The company brought in McGonigal to keep an eye on the player community, and to make sure the game was responsive to its needs and strategies. But first she had to bring in the players. The game designers wanted to recruit some hard-core ARG players who would set up the forums and get to work before the clueless Halo fans heard rumors of the game, so McGonigal designed a sticky little puzzle. The game's central conceit was that a beekeeper's Web site had been inhabited by an ailing artificial intelligence program from the future, and gameplay started at the hacked site, www.ilovebees.com.
McGonigal rounded up the honey bears and bought small cardboard letters from a craft store, then spent a day pushing letters deep into the honey. A few days later, a smattering of players found the unexpected honey bears in their mailboxes. They promptly dumped out the honey on their dining room tables and in their kitchen sinks to pick the letters out of the sweet ooze.
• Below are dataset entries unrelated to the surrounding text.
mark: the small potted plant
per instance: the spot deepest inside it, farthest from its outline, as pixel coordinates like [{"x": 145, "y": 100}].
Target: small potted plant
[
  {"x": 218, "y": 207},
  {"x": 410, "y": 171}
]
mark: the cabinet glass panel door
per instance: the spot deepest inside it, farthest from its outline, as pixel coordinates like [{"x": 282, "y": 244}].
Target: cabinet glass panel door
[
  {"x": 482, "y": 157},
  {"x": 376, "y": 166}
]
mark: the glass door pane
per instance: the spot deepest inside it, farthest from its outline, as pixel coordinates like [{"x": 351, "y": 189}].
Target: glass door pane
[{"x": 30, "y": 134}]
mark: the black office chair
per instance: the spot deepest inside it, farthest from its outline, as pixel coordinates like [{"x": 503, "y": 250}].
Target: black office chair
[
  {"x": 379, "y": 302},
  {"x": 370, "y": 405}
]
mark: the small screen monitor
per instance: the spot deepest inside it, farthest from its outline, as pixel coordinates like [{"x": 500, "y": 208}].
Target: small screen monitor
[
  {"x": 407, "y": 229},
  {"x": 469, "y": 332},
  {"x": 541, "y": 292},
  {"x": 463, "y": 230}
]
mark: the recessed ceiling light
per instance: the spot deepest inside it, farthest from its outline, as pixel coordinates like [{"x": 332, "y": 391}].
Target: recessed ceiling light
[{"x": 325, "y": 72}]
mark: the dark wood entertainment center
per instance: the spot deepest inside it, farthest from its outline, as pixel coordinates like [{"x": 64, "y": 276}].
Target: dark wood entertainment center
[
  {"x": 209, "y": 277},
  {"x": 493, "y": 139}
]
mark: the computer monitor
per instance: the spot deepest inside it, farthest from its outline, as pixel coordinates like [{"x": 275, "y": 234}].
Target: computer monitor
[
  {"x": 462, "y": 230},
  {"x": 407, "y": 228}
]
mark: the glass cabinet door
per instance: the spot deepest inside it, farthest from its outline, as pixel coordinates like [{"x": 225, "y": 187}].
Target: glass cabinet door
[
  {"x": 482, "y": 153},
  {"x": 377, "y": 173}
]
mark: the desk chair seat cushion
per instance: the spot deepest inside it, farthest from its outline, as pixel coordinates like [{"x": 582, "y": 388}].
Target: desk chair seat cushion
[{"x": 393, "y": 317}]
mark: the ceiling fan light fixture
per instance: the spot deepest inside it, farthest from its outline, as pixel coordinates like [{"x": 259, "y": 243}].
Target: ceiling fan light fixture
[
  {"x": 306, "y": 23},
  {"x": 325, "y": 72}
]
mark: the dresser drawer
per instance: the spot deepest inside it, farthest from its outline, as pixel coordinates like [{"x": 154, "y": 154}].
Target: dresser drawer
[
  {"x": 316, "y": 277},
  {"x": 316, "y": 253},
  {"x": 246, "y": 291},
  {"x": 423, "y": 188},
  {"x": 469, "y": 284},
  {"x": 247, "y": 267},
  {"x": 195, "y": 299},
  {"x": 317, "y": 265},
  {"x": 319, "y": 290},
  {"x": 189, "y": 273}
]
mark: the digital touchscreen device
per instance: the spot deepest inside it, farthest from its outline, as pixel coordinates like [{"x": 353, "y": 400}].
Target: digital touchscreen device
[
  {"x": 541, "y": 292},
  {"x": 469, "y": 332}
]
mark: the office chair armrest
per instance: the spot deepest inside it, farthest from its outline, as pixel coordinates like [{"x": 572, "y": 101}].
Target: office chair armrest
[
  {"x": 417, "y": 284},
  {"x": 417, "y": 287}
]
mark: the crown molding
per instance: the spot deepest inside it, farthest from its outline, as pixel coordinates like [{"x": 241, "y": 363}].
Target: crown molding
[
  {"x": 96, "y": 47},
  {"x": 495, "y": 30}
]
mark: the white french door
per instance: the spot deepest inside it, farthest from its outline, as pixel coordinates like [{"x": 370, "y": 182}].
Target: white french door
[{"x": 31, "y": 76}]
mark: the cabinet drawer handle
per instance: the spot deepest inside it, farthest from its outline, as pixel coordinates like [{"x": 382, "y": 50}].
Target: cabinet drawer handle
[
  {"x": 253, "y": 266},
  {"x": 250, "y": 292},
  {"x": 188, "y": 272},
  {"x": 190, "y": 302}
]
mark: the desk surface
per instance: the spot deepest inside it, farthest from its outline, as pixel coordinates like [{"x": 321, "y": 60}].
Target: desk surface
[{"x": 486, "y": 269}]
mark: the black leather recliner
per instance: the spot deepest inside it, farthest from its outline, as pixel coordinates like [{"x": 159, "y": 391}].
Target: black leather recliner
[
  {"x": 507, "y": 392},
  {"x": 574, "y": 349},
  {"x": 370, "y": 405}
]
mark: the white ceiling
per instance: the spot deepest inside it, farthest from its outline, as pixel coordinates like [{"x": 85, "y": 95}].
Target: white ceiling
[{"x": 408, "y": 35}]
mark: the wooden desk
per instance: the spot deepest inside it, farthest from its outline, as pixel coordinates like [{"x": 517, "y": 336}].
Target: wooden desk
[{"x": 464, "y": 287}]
When someone arranged them into the words "I love bees," they were on their way to the Web site that started the game.
Bees was the first ARG McGonigal worked on, but looking back over her life, it's hard to imagine how her skills and experiences could have led to anything else. As a little girl in New Jersey, she and her twin sister never had a Nintendo or a Sega, but they did make up games and learn computer programming. In high school they became theater kids, and Jane migrated to the backstage role of stage-managing. During college in New York City, she got a job with the Parks Department organizing big, free games, like Easter egg hunts in Central Park.
After an unhappy stint at a dot-com start-up, McGonigal's sister suggested she try a self-help exercise to find her purpose in life. Jane had to think of an activity from childhood that she was told she had a knack for and also really enjoyed. She came up with two: making up games and behind-the-scenes theater work. "I thought, 'Well, god, I don't really think there's a career in making up games,'" she says with a laugh. "'So I'll go to grad school for theater.'" But within a year of starting a Ph.D. program at UC Berkeley, she was designing scavenger hunts and missions for the Go Game, which is still played periodically in San Francisco. When she started writing about ARGs in her academic work, the final piece was in place.